Open a-agrz opened 6 years ago
Hello,
we have run unsuccessful tests with DataFrames, which branch of GPUEnabler do you use ?
I'm making a slight correction to my earlier statement.
The master
branch has support for Dataset
and not Dataframe/Dataset[Row]
. We need to know the field/column name to be picked up and feed into GPU for processing. This is possible only with Dataset and not with Dataframes.
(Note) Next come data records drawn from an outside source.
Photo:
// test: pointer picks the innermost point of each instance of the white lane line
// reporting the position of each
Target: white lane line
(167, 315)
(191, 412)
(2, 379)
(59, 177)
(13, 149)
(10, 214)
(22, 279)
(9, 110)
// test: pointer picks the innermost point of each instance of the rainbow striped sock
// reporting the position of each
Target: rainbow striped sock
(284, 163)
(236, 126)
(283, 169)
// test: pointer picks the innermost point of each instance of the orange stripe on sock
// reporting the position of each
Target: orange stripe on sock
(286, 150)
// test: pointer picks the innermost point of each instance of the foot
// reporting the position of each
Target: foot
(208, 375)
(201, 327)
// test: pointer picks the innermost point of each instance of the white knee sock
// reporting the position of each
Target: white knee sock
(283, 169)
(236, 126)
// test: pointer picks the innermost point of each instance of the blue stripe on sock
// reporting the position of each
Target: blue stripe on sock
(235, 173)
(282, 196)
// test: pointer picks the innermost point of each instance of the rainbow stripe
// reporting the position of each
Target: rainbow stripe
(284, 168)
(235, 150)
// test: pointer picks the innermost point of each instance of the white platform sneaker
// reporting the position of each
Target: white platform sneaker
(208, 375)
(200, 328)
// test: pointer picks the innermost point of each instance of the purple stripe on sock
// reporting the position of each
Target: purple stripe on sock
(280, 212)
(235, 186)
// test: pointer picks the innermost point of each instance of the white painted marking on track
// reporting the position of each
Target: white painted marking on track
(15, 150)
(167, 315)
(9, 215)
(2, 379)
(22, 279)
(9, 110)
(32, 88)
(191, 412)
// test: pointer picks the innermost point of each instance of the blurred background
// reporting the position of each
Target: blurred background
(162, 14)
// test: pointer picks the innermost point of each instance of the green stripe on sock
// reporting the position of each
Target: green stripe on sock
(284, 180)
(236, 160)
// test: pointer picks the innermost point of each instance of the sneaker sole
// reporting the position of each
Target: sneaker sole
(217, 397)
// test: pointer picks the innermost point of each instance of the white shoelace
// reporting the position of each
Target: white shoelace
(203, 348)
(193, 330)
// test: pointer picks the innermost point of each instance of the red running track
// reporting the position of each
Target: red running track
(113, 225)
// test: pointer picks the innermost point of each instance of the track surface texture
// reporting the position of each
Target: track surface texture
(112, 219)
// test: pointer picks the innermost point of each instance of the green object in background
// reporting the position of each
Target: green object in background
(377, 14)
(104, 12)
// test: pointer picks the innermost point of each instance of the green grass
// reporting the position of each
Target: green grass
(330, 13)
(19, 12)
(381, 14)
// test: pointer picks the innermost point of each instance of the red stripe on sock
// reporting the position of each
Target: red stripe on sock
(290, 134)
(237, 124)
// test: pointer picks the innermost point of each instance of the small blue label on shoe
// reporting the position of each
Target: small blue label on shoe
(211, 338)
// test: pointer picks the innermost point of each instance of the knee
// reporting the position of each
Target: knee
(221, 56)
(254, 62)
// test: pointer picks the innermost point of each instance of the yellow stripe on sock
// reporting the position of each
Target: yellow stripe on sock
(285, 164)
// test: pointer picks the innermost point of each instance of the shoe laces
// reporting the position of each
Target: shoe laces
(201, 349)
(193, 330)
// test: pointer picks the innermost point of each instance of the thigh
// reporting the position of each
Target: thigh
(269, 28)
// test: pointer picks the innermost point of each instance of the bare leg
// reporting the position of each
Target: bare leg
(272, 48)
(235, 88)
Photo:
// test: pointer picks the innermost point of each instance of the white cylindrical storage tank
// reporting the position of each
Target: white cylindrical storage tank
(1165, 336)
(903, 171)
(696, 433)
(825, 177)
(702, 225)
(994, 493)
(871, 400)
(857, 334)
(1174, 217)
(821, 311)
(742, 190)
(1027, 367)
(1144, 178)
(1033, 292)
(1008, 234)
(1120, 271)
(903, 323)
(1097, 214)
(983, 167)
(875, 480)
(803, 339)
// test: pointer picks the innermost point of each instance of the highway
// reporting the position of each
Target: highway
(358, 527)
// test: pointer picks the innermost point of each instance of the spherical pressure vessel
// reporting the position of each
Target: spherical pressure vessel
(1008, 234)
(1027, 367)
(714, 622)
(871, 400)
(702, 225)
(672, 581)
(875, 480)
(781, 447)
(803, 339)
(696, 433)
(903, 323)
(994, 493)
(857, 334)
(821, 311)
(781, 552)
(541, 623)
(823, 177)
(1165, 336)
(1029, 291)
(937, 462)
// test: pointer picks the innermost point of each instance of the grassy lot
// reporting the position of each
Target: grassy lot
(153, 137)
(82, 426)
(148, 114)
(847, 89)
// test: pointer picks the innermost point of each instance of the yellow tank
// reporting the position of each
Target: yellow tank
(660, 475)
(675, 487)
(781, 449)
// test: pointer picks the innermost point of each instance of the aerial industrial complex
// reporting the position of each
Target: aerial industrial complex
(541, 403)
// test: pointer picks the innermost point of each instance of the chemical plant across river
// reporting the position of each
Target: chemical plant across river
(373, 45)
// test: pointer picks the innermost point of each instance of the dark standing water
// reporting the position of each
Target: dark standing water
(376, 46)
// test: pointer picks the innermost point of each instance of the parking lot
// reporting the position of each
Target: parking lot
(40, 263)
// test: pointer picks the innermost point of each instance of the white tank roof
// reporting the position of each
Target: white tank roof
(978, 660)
Check out the example : https://github.com/IBMSparkGPU/GPUEnabler/blob/master/examples/src/main/scala/com/ibm/gpuenabler/SparkDSLR.scala
Actually, I have watched the Spark Summit '18 presentation of Dr. Kazuaki Ishizaki @kiszk and Madhusudanan Kandasamy @kmadhugit and in the second part of it, he talks about interesting results obtained with DataFrame, should I understand that he in fact talks about Dataframe/Dataset[Row] ?
@francois-wellenreiter , I understand your question. The talk mentioned about 2 approaches to offload to GPU, (1) Users are required to provide a compiled CUDA module and the plugin takes care of data movement and produce results (2) Transparent GPU offloading where the CUDA modules are autogenerated at runtime for a set of supported operations like select, selectExpr etc.
My above responses regarding Dataset are related to Approach (1). GPUEnabler plugin can help you with that approach and can work along side Apache Spark. For this, Dataset are a better fit.
For Approach (2), you need modifications done inside Spark code. Since its not integrated into Spark Codebase yet, you can try out the custom Spark found at https://github.com/IBMSparkGPU/SparkGPU.
Yes. I provides APIs for both Dataframes and RDD. We recommend to use only Dataframe GpuEnabler API. Check out the samples for usage.